Io credo che un negoziato sul referendum, non sulla sostanza delle rivendicazioni, avrebbe tolto in tempo le castagne dal fuoco. Non c’è stata da parte di Madrid una grande volontà di negoziare. D’altra parte, se il governo catalano avesse tentato di negoziare prima il referendum, oggi l’appello a tutta la popolazione spagnola sarebbe più credibile. Questo è stato fatto ad esempio con il referendum in Scozia, anche se poi ha dato esito negativo. La consultazione catalana invece dal punto di vista tecnico e del rispetto del principio democratico non è condivisa.

Puigdemont nel suo discorso è tornato a più riprese sul tema della democrazia per difendere la causa indipendentista. Davvero è stato rispettato il principio democratico nelle procedure per il voto?

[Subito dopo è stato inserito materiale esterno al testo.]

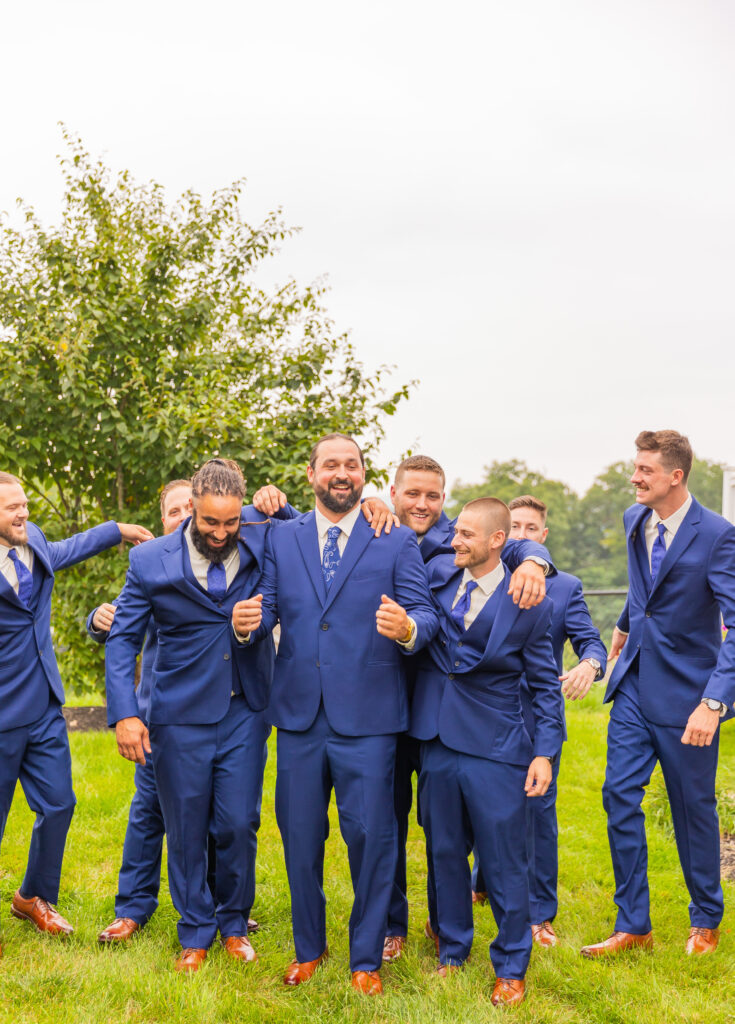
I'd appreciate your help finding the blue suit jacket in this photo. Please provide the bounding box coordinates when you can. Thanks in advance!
[605,500,735,726]
[104,506,273,725]
[408,555,563,766]
[253,511,438,736]
[0,522,121,730]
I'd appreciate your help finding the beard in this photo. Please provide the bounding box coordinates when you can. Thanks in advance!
[191,517,240,563]
[313,480,362,515]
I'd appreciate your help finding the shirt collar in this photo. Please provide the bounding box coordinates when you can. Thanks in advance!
[314,502,362,540]
[462,562,506,597]
[651,495,692,534]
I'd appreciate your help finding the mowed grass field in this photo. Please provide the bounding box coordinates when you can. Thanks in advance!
[0,688,735,1024]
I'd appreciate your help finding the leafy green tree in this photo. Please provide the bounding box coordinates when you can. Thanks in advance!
[0,131,407,689]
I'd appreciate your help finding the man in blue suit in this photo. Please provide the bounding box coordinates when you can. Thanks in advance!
[383,455,550,963]
[581,430,735,957]
[105,459,273,972]
[410,498,563,1006]
[234,434,438,994]
[0,473,152,935]
[473,495,607,947]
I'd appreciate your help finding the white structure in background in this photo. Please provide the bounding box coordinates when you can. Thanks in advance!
[723,466,735,523]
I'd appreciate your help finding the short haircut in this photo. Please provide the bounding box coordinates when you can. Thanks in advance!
[462,498,511,540]
[636,430,694,483]
[309,433,365,469]
[394,455,446,490]
[191,459,245,501]
[508,495,549,525]
[161,480,191,516]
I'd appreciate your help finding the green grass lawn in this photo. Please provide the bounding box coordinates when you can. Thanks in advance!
[0,694,735,1024]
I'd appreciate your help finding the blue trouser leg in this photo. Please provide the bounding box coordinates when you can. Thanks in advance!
[275,708,396,971]
[387,732,420,935]
[150,697,268,949]
[115,756,165,925]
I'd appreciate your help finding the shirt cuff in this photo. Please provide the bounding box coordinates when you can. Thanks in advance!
[396,615,418,650]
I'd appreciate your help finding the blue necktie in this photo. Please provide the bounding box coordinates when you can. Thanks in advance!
[7,548,33,604]
[451,580,477,630]
[207,562,227,601]
[651,522,666,586]
[321,526,342,593]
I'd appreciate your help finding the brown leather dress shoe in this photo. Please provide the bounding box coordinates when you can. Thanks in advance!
[174,946,207,974]
[490,978,526,1007]
[10,889,74,935]
[531,921,558,949]
[222,935,258,964]
[284,947,330,985]
[97,918,140,944]
[424,921,439,956]
[686,928,720,953]
[383,935,405,964]
[579,932,653,959]
[352,971,383,995]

La mia sensazione è che non sia stato così. C’è da dire che in questo periodo il “principio democratico” è spesso abusato e interpretato male: non è un valore assoluto, è uno strumento all’interno del concerto dei principi fondamentali dello stato di diritto. Anche alle elezioni del partito nazionalsocialista del 1932 è prevalsa la volontà del popolo. Il principio democratico deve trovare il suo posto all’interno del generale contesto costituzionale: forzare la mano con un referendum invocando tale principio significa disconoscere il testo costituzionale, calpestarlo, e la Costituzione appartiene a tutti. Non mi sembra che questo sia in linea con lo stato di diritto.

Quindi il referendum catalano, passato con la maggioranza dei voti, non rispetta il principio democratico?

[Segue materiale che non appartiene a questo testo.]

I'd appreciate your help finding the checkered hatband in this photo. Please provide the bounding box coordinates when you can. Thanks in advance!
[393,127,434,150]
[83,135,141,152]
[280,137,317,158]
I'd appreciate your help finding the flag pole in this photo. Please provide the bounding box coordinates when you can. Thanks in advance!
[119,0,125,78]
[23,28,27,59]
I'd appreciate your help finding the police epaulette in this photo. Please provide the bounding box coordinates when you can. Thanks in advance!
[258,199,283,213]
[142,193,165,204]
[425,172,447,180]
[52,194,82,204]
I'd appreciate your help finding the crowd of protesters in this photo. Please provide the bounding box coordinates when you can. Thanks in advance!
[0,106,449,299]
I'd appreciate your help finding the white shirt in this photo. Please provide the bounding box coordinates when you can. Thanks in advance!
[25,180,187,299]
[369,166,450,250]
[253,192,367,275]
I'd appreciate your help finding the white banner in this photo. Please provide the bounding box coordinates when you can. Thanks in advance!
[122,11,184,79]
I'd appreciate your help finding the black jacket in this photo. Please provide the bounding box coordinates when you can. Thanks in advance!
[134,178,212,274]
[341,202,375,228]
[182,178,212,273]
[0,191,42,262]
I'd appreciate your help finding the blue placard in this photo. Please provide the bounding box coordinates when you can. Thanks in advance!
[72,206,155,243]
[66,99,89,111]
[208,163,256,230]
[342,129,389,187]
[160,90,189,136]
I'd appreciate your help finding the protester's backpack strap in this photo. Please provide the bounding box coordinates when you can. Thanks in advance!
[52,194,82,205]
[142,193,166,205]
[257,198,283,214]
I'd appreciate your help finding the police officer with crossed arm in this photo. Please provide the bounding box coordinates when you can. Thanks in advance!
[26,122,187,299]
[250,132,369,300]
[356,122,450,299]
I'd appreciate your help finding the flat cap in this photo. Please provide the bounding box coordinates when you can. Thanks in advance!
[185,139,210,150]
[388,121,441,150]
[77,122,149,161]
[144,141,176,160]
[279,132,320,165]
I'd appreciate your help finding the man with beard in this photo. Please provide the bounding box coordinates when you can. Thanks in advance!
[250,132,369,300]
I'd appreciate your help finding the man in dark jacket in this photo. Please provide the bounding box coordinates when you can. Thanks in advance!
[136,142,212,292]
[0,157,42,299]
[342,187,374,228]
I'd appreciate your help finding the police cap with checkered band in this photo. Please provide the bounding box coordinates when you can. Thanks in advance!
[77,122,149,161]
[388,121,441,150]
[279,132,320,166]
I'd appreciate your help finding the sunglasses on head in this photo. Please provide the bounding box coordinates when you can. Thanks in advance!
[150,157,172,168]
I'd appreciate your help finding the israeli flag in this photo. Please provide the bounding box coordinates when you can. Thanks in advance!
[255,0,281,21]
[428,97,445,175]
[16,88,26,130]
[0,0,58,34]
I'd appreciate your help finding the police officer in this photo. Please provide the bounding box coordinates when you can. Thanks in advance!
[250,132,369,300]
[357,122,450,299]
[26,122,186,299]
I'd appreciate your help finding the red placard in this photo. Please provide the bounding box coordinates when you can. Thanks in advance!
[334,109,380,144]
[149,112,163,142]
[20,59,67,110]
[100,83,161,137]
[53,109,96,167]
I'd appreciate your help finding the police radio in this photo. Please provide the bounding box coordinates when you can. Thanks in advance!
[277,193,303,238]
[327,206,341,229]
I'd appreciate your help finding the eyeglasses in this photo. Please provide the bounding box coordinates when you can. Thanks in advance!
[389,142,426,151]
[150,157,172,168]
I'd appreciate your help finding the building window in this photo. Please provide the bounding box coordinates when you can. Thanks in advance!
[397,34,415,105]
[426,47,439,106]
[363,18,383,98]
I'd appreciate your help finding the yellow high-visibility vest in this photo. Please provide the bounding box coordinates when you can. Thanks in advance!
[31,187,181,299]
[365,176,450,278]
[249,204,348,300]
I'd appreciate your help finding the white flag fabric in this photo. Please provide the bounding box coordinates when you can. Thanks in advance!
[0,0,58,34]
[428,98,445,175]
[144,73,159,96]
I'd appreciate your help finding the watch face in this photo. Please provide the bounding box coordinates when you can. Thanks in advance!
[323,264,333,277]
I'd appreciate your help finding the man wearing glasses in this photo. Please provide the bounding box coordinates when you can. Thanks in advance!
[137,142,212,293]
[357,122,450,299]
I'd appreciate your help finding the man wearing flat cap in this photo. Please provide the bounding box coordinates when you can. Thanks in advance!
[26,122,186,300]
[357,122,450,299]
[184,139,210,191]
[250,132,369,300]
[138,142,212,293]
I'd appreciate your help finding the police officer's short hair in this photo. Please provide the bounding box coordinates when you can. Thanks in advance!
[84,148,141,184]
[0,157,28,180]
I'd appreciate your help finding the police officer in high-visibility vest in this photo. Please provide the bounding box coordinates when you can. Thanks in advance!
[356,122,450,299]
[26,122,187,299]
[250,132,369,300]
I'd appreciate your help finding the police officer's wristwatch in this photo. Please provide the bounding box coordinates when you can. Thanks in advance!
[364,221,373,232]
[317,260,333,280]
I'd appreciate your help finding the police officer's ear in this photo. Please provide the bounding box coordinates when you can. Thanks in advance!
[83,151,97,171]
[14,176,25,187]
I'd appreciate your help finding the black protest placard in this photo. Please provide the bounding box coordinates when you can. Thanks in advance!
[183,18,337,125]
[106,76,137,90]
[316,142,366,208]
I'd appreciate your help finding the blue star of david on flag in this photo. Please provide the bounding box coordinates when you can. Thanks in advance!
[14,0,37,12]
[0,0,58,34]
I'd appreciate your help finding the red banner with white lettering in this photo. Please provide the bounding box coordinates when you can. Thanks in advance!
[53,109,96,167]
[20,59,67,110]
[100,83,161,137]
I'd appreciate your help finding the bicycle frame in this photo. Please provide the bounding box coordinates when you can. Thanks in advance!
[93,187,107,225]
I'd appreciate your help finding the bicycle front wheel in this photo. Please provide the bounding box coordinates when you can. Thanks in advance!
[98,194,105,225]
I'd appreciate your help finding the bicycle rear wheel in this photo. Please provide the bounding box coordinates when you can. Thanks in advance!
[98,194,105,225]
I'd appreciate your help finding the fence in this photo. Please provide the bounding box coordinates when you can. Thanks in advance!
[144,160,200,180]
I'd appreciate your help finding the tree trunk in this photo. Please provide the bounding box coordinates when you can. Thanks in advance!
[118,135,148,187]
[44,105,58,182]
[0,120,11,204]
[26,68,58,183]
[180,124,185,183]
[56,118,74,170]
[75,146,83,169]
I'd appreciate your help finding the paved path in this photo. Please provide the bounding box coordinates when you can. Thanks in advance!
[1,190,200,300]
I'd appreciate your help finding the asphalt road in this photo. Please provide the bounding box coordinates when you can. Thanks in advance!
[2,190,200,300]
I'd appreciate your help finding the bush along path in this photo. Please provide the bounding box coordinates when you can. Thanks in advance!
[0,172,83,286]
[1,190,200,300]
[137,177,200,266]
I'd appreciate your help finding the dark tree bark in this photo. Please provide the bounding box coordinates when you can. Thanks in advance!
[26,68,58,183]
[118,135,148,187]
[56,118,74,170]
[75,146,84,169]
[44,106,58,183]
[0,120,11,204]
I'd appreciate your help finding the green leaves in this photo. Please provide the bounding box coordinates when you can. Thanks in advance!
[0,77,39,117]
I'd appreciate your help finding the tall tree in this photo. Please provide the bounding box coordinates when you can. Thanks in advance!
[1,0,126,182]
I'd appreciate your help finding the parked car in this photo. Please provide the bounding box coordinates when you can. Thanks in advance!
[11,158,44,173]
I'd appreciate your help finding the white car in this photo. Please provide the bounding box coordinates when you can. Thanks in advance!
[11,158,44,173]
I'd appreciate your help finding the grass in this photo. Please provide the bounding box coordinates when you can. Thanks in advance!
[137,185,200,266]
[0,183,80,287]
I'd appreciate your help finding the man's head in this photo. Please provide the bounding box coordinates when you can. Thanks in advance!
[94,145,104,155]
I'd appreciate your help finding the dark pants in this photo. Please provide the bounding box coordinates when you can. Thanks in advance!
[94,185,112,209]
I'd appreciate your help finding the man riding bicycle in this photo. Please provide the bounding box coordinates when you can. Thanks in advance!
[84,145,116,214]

Un grande liberale francese come Pascal Salin fa questo esempio: immaginiamo un villaggio dove ci sono 100 abitanti. 45 vogliono spogliare di tutti i loro beni gli altri 55, ma non possono farlo senza una maggioranza. Cercheranno dunque di vincere le elezioni, e se arriveranno al 51% potranno accanirsi sul resto del 49%. Questa non è democrazia. In democrazia la volontà popolare deve essere inserita in un contesto di rispetto dei diritti umani fondamentali.

Suona simile alle argomentazioni dei sostenitori del remain per il voto sulla Brexit…

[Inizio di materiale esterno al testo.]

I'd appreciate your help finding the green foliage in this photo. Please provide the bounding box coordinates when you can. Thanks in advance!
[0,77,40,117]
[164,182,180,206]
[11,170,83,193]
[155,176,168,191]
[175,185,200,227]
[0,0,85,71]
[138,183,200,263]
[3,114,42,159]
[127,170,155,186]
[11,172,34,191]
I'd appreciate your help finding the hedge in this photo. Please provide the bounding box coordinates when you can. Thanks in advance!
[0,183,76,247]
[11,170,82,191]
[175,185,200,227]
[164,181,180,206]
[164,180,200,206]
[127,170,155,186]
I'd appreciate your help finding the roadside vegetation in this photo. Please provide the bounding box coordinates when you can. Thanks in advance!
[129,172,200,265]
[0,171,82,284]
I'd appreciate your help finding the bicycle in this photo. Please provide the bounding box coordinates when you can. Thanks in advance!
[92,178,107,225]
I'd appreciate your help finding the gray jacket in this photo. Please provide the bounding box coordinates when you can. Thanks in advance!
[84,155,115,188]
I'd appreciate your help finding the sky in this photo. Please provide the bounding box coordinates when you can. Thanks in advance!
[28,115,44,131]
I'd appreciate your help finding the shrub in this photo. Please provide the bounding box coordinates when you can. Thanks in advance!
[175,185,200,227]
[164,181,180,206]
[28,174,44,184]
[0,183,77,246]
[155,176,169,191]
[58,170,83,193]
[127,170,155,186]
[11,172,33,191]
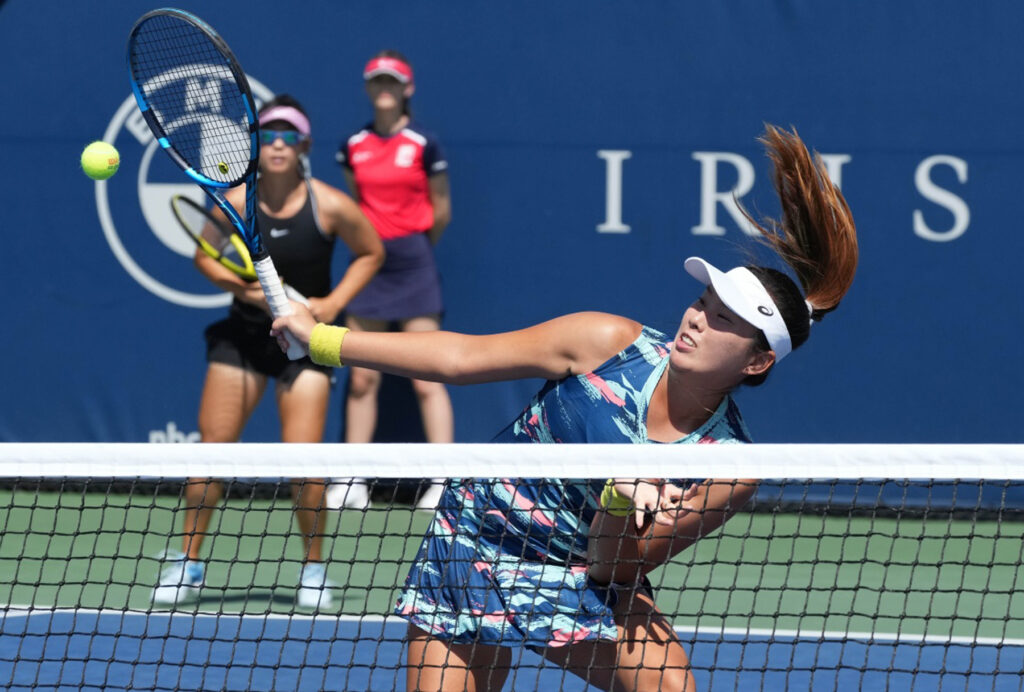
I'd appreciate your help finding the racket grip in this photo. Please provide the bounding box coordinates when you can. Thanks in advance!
[253,256,306,360]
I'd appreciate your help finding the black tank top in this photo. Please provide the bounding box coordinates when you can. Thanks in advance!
[230,180,335,323]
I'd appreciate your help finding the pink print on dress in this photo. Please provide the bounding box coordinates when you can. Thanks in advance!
[548,628,590,648]
[502,481,536,510]
[587,373,626,406]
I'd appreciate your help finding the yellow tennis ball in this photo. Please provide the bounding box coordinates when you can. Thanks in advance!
[82,141,121,180]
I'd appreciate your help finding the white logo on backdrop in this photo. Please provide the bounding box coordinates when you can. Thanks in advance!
[95,72,273,308]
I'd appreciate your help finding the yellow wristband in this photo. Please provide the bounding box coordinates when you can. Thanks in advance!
[309,322,349,367]
[601,478,635,517]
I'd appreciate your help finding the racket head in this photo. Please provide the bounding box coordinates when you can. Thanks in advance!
[171,194,256,282]
[128,8,259,188]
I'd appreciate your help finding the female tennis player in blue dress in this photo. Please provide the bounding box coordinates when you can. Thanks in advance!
[273,126,858,690]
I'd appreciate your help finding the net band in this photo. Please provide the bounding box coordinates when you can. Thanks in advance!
[6,442,1024,480]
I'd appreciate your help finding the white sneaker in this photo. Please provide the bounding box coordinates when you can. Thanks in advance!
[295,562,335,610]
[416,480,444,512]
[324,478,370,510]
[153,553,205,604]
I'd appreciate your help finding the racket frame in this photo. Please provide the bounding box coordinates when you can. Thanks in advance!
[128,7,305,360]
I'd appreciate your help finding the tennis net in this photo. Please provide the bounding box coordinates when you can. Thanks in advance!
[0,444,1024,690]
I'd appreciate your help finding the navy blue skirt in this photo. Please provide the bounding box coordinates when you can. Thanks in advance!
[346,233,444,321]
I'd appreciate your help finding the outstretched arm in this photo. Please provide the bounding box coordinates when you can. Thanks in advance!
[587,479,758,583]
[273,303,641,385]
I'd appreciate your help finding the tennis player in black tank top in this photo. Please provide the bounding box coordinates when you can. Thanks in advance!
[153,95,384,609]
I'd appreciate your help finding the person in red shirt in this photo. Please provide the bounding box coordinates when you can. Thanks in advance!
[329,50,455,509]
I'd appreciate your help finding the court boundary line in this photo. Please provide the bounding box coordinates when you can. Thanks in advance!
[0,604,1024,647]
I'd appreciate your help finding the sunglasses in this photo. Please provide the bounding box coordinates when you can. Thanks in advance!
[259,130,306,146]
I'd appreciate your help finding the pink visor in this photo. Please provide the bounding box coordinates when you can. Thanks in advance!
[259,105,310,137]
[362,57,413,84]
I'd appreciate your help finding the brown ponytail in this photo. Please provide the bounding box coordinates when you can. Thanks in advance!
[744,125,858,319]
[740,125,858,385]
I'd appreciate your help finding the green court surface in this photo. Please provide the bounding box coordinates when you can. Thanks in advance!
[0,490,1024,640]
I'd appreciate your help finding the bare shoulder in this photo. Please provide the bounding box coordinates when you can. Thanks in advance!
[309,178,355,213]
[548,312,643,374]
[309,178,358,228]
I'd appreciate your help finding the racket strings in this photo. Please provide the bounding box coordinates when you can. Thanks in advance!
[129,14,255,185]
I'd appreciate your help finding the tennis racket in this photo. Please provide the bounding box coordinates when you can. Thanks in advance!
[128,8,305,360]
[171,194,309,306]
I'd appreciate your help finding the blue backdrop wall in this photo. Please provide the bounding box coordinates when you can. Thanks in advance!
[0,0,1024,442]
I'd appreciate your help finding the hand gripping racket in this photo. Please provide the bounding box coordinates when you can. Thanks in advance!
[171,194,309,306]
[128,8,305,360]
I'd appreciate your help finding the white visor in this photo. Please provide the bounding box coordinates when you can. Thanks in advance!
[684,257,793,362]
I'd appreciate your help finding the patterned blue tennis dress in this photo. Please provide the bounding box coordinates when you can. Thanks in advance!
[395,328,750,647]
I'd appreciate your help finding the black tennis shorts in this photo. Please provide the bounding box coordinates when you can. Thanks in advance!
[205,316,334,385]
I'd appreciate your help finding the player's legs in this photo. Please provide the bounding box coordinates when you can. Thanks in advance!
[542,590,696,692]
[406,624,512,692]
[345,315,388,442]
[401,315,455,442]
[400,315,455,511]
[276,369,331,562]
[188,362,266,560]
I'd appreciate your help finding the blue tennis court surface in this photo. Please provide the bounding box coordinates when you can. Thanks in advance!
[0,608,1024,692]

Non direi, in quel caso tutto è stato fatto secondo le norme. Con un’argomentazione forse discutibile autorevoli studiosi lamentano che, per la posta in gioco con la Brexit, serviva una soglia di maggioranza più solida del 51%. A mio parere in quel caso semmai il principio democratico non è stato rispettato in pieno quando è stato negato il voto ai cittadini britannici residenti all’estero. Se avessero votato, probabilmente il referendum avrebbe avuto altro esito.

A giudicare dalle parole di Puigdemont ieri contro la “legge egemonica” di Madrid, e dalle urla dei manifestanti in piazza contro i “fascisti” unionisti, sembra che il retaggio del franchismo pesi ancora molto in Catalogna…

La Catalogna ha avuto un ruolo molto importante nella lotta al regime. C’è un meraviglioso libro di Orwell che si chiama “Omaggio alla Catalogna”, e racconta i passaggi della guerra civile in cui i catalani sono stati protagonisti. Non solo, la Catalogna ha fatto da traino per l’uscita dal franchismo economico e poi per l’entrata della Spagna nell’Unione Europea.

Dal 1978 la Spagna è mai riuscita a divenire un vero stato regionale?

Questa è una valutazione politica che non spetta a me fare. Certo, data l’evoluzione degli eventi, evidentemente le istanze autonomiste non sono state sufficientemente accolte dal governo centrale spagnolo. Se ci si è ridotti a questi termini è anche perché la questione regionale è stata gestita molto male.

Il governo di Barcellona è in conflitto con le forze dell’ordine leali a Madrid e con la stessa magistratura catalana, accusata da Puigdemont di essere nominata dalla politica spagnola. Le imprese fuggono dalla Catalogna spostando le loro sedi legali altrove. Su quali presupposti può nascere uno Stato catalano indipendente?

I presupposti sono molto deboli. Prima o poi, o al tavolo negoziale, oppure nelle strade, come purtroppo è già successo, qualcosa accadrà. L’auspicio è che il governo di Madrid e gli indipendentisti catalani vengano a più miti consigli, trovando una soluzione che mantenga la Catalogna all’interno della Spagna, magari con un’autonomia maggiore e la prospettiva di rivedere questa posizione in negoziati di più lungo periodo.